Уже в соборе, когда колоду с телом князя, дождав до конца прощания и прикрыв такой же дубовой кровлей, понесли к выходу, чтобы на площади погрузить на сани и отвезти к заготовленной за городовой стеной могиле, княжич остро ощутил на себе неприязненный взгляд епископа Мины — не любит его иерей, о чём-то догадывается. Невесть как и удалось отцу скрыть от епископа, что наследник его не крещён. Альбо… не удалось и знает всё Мина? Ещё как бы смуты не случилось ныне, по батюшковой-то смерти. «А кто не придёт креститься, враг мне будет!» — вспомнились слова прадедовы, князя Владимира Святославича, крестителя слова.

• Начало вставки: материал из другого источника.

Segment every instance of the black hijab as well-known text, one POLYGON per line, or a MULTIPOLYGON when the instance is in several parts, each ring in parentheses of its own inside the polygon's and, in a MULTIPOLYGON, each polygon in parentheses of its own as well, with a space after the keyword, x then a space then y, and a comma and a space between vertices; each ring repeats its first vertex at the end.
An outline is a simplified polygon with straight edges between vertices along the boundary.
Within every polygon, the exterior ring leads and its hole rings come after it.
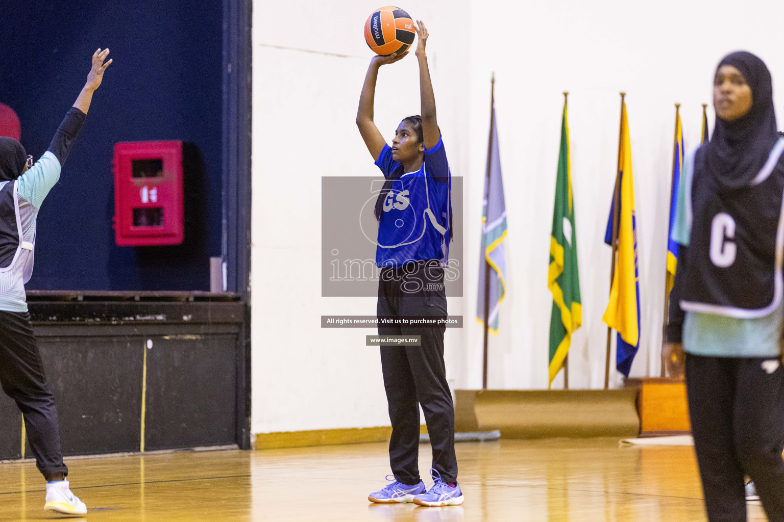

Протопоп густым басом возгласил: «Со святыми упокой!», люд закрестился, и Всеслав снова встретился взглядом — на сей раз не с епископом — с протопопом Анфимием. Грек смотрел на князя неотрывно и с какой-то странной, неуместной даже мольбой, словно он и сам не хотел верить в слухи. Княжич (а не княжич уже — князь!) выпрямился, сцепив руки на поясе, и встретил взгляд протопопа прямым и честным взглядом.
Не покривлю душой! Пусть его знает!
Впрочем, таких, как князь, некрещёных, в собор сегодня проводить своего князя набилось немало из числа полочан. Но одно дело градский, пусть даже и не простец, купец тороватый, пусть и боярин даже, и ино дело — князь! Глава земли!
Всеслав сжал зубы, на челюсти вспухли желваки. И так и простоял до самого конца заупокойной службы, не отрывая взгляда от чёрных, как маслины, скорбных глаз Анфимия.
— Всю жизнь мыслишь несмысленным да негласным резным деревяшкам поклоняться?! — взлетевший яростно голос епископа вырвал князя из минутного забытья.
На челюсти князя вмиг взбухли желваки, взгляд священника чуть дрогнул, но не отступил — крепок духом епископ Мина!
— Больно вы скоры, христиане, веру чужую оскорблять, — тяжело сказал Всеслав, наливаясь багровой яростью.